Intel Successfully Completes Aurora Supercomputer Installation: Over 63K Xeon GPU Max & 21K Xeon CPU Max Chips

By: Muhammad Zuhair Haider Zaidi

Intel & Argonne National Laboratory announces the successful blade installation in the Aurora supercomputer, making it one step closer to full functionality.

Intel-Based Aurora Supercomputer Features 2 ExaFLOPS Computing Power, Potentially Surpassing AMD’s Frontier

The Aurora supercomputer has been the victim of several delays since its inception, but we may finally see it running. For those unaware, the Aurora supercomputer features Intel’s Xeon CPU Max and Xeon GPU Max series, elevating its performance to 2 ExaFLOPS. One of the applications of the Aurora platform will be to provide state of a art generative AI model for science.

It offers 10,624 nodes featuring 21,248 Xeon CPUs from the Sapphire-Rapid SP lineup. It comes with a total of 63,744 GPUs based on the Ponte Vecchio design, enabling it to offer a peak injection of  2.12 PB/s & a peak bisection bandwidth of 0.69 PB/s.

Here is how the Intel-powered Aurora supercomputer has an edge, as detailed by VP of Intel Super Compute Group Jeff McVeigh previously:

  • The Intel Data Center GPU Max Series outperforms Nvidia H100 PCIe card by an average of 30% on diverse workloads1, while independent software vendor Ansys shows a 50% speedup for the Max Series GPU over H100 on AI-accelerated HPC applications.
  • The Xeon Max Series CPU, the only x86 processor with high bandwidth memory, exhibits a 65% improvement over AMD’s Genoa processor on the High Performance Conjugate Gradients (HPCG) benchmark1, using less power. High memory bandwidth has been noted as among the most desired features for HPC customers.
  • 4th Gen Intel Xeon Scalable processors – the most widely used in HPC – deliver a 50% average speedup over AMD’s Milan4, and energy company BP’s newest 4th Gen Xeon HPC cluster provides an 8x increase in performance over its previous-generation processors with improved energy efficiency.
  • The Gaudi2 deep learning accelerator performs competitively on deep learning training and inference, with up to 2.4x faster performance than Nvidia A100.

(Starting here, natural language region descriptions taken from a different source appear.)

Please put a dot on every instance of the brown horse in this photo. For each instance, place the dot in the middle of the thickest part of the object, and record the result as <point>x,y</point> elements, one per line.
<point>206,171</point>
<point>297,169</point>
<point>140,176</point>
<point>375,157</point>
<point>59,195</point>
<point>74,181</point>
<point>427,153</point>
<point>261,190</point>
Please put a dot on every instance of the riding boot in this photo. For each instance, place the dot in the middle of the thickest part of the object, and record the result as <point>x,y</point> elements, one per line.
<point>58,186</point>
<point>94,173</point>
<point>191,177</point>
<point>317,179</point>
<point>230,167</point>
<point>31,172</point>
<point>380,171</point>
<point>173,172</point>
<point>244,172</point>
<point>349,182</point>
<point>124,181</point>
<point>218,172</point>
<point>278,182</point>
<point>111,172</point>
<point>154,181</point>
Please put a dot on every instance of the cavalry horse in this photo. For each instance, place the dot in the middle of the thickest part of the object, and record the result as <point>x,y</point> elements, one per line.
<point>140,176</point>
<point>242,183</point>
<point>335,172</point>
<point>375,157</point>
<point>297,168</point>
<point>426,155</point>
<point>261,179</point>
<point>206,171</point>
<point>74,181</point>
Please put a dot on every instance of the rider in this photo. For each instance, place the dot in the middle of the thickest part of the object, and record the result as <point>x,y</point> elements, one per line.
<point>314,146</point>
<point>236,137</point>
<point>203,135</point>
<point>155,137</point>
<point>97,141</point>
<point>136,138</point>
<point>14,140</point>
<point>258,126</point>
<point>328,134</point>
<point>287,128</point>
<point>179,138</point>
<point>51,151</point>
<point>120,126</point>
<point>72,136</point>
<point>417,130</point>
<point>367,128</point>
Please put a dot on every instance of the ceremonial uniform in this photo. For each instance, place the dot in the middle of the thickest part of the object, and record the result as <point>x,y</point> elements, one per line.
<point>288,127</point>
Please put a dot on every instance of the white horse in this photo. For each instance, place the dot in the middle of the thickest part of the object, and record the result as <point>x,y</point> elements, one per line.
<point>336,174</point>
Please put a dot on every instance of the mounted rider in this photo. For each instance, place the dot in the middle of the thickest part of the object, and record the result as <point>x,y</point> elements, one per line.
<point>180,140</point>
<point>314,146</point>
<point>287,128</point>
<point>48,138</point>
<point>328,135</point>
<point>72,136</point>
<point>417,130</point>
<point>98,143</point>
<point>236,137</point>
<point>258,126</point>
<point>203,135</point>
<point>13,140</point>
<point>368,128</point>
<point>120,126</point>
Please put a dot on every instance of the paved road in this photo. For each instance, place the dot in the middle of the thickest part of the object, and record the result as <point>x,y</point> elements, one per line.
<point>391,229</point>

For memory capacity, the Aurora supercomputer features 10.9 PB of DDR5 system DRAM, 1.36 PB of HBM capacity through the CPUs, and 8.16 PB of HBM capacity through the GPUs. Moreover, it uses an arrangement of 1,024 storage nodes providing a total capacity of 220TB. If you’re curious about how this gigantic system will be utilized, the following is a quick explanation:

From tackling climate change to finding cures for deadly diseases, researchers face monumental challenges that demand advanced computing technologies at scale. Aurora is poised to address the needs of the HPC and AI communities, providing the necessary tools to push the boundaries of scientific exploration.

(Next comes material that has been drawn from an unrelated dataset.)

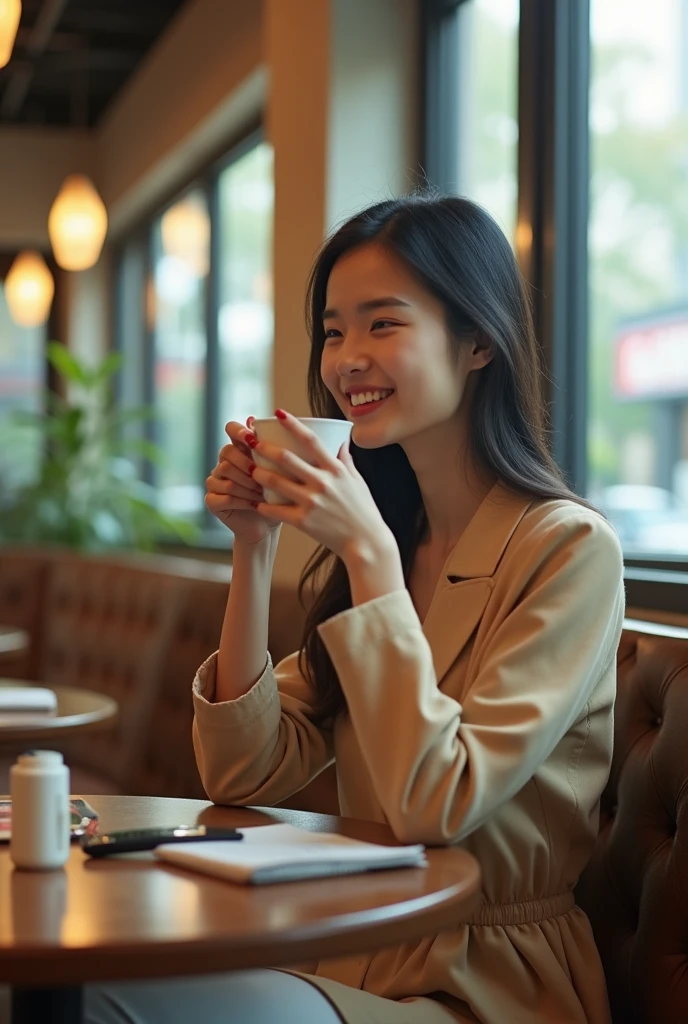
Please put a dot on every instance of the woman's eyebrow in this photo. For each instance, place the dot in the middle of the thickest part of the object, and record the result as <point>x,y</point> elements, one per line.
<point>363,307</point>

The newest Intel Data Center GPU Max Series 1550, operating on Aurora, provides the best SimpleFOMP performance, beating out the NVIDIA A100 and AMD Instinct MI250X accelerators. However, the supercomputer is yet to pass preliminary testing. After that, it is expected to appear in the list, potentially overtaking the AMD-powered Frontier supercomputer. The Aurora supercomputer is on track to be fully functional by this year.